In hexadecimal, your number is 0x8000 which is 0x80 and 0x00. To get the low byte from the input, use low=input & 0xffand to get the high byte, use high=(input>>8) & 0xff.

在十六进制中，您的号码是 0x8000，即 0x80 和 0x00。要从输入中获取低字节，请使用low=input & 0xff并获取高字节，请使用high=(input>>8) & 0xff.

Get the input back from the low and high byes like so: input=low | (high<<8).

获得从低输入背部和高轮空，像这样：input=low | (high<<8)。

Make sure the integer types you use are big enough to store these numbers. On 16-bit systems, unsigned int/shortor signed/unsigned longshould be be large enough.

确保您使用的整数类型足够大以存储这些数字。在 16 位系统上，unsigned int/short或signed/unsigned long应该足够大。

Bytes can only contain values from 0 to 255, inclusive. 32768 is 0x8000, so the high byte is 128 and the low byte is 0.

字节只能包含 0 到 255（含）之间的值。32768 是 0x8000，所以高字节是 128，低字节是 0。

Pointers can do this easily, are MUCH FASTER than shifts and requires no processor math.

指针可以很容易地做到这一点，比移位快得多，并且不需要处理器数学。

Check this answer

检查这个答案

BUT: If I understood your problem, you need up to 32768 stored in 2 bytes, so you need 2 unsigned int's, or 1 unsigned long. Just change int for long and char for int, and you're good to go.

但是：如果我理解你的问题，你最多需要 32768 个存储在 2 个字节中，所以你需要 2 个 unsigned int 或 1 个 unsigned long。只需将 int 更改为 long 并将 char 更改为 int，您就可以开始了。

Try this function. Pass your Hi_Byte and Lo_Byte to the function, it returns the value as Word.

试试这个功能。将您的 Hi_Byte 和 Lo_Byte 传递给该函数，它会将值作为 Word 返回。

WORD MAKE_WORD( const BYTE Byte_hi, const BYTE Byte_lo)
{
     return   (( Byte_hi << 8  ) | Byte_lo & 0x00FF );
}

32768 is 0x8000, so you would put 0x80 (128) in your high byte and 0 in your low byte.

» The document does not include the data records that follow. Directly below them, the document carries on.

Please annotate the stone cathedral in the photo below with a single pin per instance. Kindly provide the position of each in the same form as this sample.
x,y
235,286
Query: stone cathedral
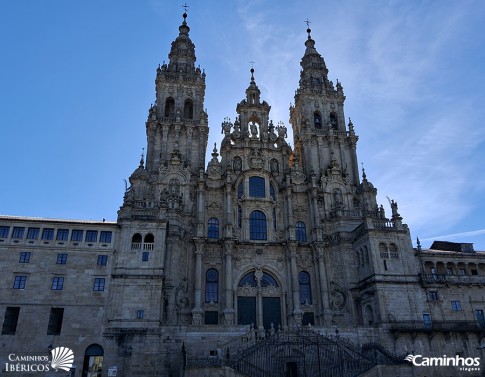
x,y
266,260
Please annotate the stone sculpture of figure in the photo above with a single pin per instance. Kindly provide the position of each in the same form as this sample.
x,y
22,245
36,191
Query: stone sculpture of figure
x,y
174,187
394,209
237,164
254,129
274,166
337,195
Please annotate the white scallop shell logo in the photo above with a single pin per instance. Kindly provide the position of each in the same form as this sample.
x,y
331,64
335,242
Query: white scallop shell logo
x,y
62,358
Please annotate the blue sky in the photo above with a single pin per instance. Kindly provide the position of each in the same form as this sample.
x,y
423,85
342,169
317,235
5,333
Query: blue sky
x,y
77,79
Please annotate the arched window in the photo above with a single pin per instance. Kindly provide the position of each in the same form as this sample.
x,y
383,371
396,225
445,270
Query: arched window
x,y
169,107
272,192
211,285
317,119
334,121
393,251
383,250
268,281
305,288
368,315
148,242
248,279
240,190
188,109
256,187
300,231
213,228
257,226
239,216
93,361
237,163
136,241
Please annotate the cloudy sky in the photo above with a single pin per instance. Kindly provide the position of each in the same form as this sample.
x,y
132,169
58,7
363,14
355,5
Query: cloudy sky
x,y
77,79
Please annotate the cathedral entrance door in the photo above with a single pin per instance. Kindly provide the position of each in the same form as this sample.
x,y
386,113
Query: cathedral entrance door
x,y
259,300
271,312
246,311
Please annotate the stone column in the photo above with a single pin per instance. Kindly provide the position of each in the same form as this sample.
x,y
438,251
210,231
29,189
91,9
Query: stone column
x,y
259,302
289,209
197,311
228,219
295,287
164,142
229,309
322,276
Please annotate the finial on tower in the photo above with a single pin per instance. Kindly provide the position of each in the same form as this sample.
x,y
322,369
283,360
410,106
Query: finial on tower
x,y
252,70
185,6
308,30
142,159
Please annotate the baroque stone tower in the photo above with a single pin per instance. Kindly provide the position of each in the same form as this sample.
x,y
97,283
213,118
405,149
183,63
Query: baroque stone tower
x,y
265,236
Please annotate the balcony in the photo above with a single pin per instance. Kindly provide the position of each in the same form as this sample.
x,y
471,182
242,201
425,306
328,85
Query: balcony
x,y
432,279
437,326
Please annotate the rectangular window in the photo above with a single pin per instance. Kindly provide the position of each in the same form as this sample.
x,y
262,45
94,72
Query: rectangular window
x,y
57,283
427,321
11,319
19,282
455,306
18,232
4,230
102,260
33,233
77,235
211,317
61,259
105,237
257,187
98,284
62,234
24,257
55,321
91,235
47,234
433,296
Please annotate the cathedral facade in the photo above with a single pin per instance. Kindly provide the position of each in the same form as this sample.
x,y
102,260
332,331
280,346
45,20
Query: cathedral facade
x,y
262,240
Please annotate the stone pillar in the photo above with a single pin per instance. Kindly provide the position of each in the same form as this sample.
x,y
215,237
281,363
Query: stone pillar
x,y
259,302
200,204
295,287
228,219
197,311
289,209
322,276
229,309
189,143
164,142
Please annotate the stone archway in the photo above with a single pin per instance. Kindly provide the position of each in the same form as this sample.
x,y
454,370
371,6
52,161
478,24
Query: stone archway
x,y
259,300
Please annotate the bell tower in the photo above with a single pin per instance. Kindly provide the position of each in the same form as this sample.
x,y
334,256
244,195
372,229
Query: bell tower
x,y
177,126
322,139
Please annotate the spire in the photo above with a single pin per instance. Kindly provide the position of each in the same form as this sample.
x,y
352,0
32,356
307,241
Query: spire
x,y
252,92
142,159
182,54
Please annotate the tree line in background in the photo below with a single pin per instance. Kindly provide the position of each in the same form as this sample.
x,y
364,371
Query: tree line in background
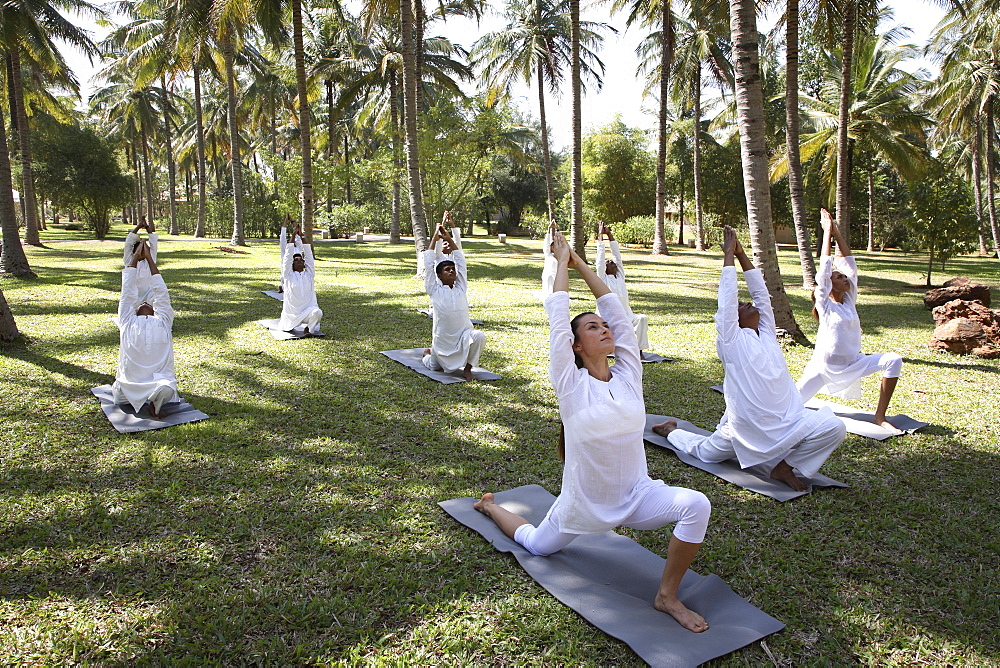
x,y
219,117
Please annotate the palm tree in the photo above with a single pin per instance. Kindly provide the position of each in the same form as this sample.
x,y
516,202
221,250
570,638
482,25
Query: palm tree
x,y
27,28
8,328
703,41
12,258
536,44
966,95
882,123
753,147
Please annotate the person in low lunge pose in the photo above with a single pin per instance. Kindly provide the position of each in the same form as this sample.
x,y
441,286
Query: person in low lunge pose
x,y
605,481
765,423
837,363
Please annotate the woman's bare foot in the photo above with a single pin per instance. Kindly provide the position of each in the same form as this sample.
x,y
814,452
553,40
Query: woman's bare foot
x,y
481,504
689,619
783,473
888,426
664,428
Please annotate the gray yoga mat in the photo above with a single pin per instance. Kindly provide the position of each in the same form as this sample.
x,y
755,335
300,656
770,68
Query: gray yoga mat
x,y
730,471
862,423
429,314
611,580
412,357
299,332
127,421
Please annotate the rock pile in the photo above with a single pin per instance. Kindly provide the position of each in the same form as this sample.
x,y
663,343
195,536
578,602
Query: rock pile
x,y
958,288
966,327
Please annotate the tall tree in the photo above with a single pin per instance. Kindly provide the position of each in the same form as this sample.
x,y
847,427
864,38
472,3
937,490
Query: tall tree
x,y
8,328
12,257
753,152
536,44
27,29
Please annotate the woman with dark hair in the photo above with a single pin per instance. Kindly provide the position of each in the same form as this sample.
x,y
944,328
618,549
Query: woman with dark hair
x,y
837,364
605,481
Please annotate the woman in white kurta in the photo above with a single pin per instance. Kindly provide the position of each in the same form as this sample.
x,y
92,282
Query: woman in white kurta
x,y
455,344
765,423
612,272
605,482
298,276
146,355
837,364
143,277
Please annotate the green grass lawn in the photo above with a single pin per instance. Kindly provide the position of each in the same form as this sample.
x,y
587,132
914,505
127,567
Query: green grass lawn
x,y
299,524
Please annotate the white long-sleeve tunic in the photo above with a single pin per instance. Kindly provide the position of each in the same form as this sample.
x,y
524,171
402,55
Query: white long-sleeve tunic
x,y
300,289
605,476
449,343
616,282
837,356
146,355
763,408
143,275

32768 是 0x8000，因此您可以将 0x80 (128) 放在高字节中，将 0 放在低字节中。

That's assuming unsigned values, of course. 32768 isn't actually a legal value for a signed 16-bit value.

当然，这是假设无符号值。32768 实际上不是有符号 16 位值的合法值。

32768 in hex is 0080 on a little-endian platform. The "high" (second in our case) byte contains 128, and the "low" one 0.

在小端平台上，十六进制的 32768 是 0080。“高”（在我们的例子中是第二个）字节包含 128，而“低”字节包含 0。